2011-09-14 Thread Richard Hipp
On Wed, Sep 14, 2011 at 12:27 PM, Stephan Beal sgb...@googlemail.comwrote:

 Hello, anyone who's intimate with fossil's authentication code...

 i've decided not to punt the authentication problem (now moving it to the
 start of the TODO list) because authentication levels end up changing the
 output generated by some requests (e.g. whether or not links are generated
 from commit message contents) and i need to account for that early on.

 What i need to be able to do is (in no particular order):

 a) If a login request comes from JSON, ignore the authentication cookie (if
 any) and funnel the login data sent in the JSON request through to the
 current login mechanism. When it's done, i need to pass the generated cookie
 (i call it the auth token) back to the requester (in the JSON response
 payload) so that he can include it in future requests which require
 non-guest access. It is up to the client to remember his auth token and
 include it with each request (this is easy to encapsulate in client-side
 APIs).


Three are multiple authentication modes.

When running as CGI, if the REMOTE_USER environment variable is set, then
the interaction is deemed to be from the named user.  The idea is that the
web server should have handled the authentication for us and set the
REMOTE_USER environment variable correctly, and Fossil trusts the web
server.

Otherwise, most requests look for a cookie of the form
fossil-X where XXX is replaced by either the group-code or the
project-code.  The value of the cookie needs to be of a particular form
which is different depending on whether the login is as anonymous or as a
normal named user.  For anonymous users, the cookie contains (among other
things) a hash of the remote IP address as a defense against cookie
stealing.  For named users, the IP address and a random code is stored in
the USER table and the random code is contained in the cookie.  Hence, the
same user cannot be logged in from two or more machines at the same time.

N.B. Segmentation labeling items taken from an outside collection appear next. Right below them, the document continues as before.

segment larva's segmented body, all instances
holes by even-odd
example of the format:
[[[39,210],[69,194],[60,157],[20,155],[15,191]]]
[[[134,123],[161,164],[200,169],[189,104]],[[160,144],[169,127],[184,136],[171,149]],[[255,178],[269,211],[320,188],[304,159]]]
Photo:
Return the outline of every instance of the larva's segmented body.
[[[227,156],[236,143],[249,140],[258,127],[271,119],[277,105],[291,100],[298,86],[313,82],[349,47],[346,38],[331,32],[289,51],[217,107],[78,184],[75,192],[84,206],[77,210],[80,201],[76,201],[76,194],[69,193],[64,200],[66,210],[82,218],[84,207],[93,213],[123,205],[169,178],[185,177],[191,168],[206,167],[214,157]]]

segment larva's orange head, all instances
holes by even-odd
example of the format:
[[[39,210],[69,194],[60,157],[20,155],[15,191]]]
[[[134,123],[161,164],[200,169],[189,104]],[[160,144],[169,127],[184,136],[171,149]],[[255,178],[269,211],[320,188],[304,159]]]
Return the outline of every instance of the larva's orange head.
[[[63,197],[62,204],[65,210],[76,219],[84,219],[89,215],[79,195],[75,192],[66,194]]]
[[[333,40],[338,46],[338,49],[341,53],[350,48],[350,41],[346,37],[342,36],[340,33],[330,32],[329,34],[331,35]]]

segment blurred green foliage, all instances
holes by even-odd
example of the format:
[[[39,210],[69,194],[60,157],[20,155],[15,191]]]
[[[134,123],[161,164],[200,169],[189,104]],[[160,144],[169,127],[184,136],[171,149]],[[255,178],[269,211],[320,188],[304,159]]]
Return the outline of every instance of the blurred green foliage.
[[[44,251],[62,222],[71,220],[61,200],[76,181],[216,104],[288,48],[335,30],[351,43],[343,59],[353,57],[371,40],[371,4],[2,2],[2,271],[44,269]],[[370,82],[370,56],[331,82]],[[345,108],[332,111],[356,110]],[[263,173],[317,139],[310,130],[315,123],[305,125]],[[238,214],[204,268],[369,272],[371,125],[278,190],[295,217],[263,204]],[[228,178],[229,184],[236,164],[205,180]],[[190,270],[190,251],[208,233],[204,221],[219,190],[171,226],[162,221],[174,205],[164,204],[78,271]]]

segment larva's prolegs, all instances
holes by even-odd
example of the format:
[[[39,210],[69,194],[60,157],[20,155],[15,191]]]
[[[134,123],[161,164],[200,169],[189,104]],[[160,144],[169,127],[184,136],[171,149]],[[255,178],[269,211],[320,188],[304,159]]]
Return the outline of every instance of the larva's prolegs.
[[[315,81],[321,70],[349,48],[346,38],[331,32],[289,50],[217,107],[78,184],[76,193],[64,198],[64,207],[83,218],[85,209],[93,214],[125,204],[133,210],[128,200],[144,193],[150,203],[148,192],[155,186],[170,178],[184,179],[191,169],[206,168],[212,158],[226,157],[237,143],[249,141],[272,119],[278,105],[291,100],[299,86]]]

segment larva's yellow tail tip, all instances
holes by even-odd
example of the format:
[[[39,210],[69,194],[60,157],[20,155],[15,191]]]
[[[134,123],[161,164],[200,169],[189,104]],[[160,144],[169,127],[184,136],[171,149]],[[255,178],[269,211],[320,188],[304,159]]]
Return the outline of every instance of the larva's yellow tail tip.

The push/pull/sync protocol has its own separate authentication mechanism.

I'm thinking you don't need to change or enhance any of this for JSON.
Rather, just have the JSON client receive and interpret SET-COOKIE headers
in the HTTP reply, and reply with corresponding COOKIE headers in subsequent
requests.  You might want the equivalent of a /login screen that returns
JSON rather than HTML, but other than that, I don't think you need to add
anything on the server side.



 b) For non-login JSON requests, first check the request info (GET/POST) for
 an authorization token. If found, i need to be able to tell fossil, here's
 your cookie - use this one. i.e. i need to be able to make fossil think it
 got a cookie from the HTTP header, though i'm really feeding it the cookie
 from JSON.

 d) If no auth token is set in the request, check for it in the HTTP cookies
 (i.e. do what fossil does currently).

 e) the various auth functions like login_check_credentials() need to work
 as before (with the exception that they will produce JSON output on errors).
 Though i might need to touch their internals in order to connect the
 JSON/cookie world views, i would prefer to be able to hook in to it at a
 deeper level (i.e. when the cookie is initially processed and where it is
 ultimately evaluated).

 Can someone suggest where i should hook into fossil's cookie mechanism? The
 main goal here is to touch as little existing code as possible.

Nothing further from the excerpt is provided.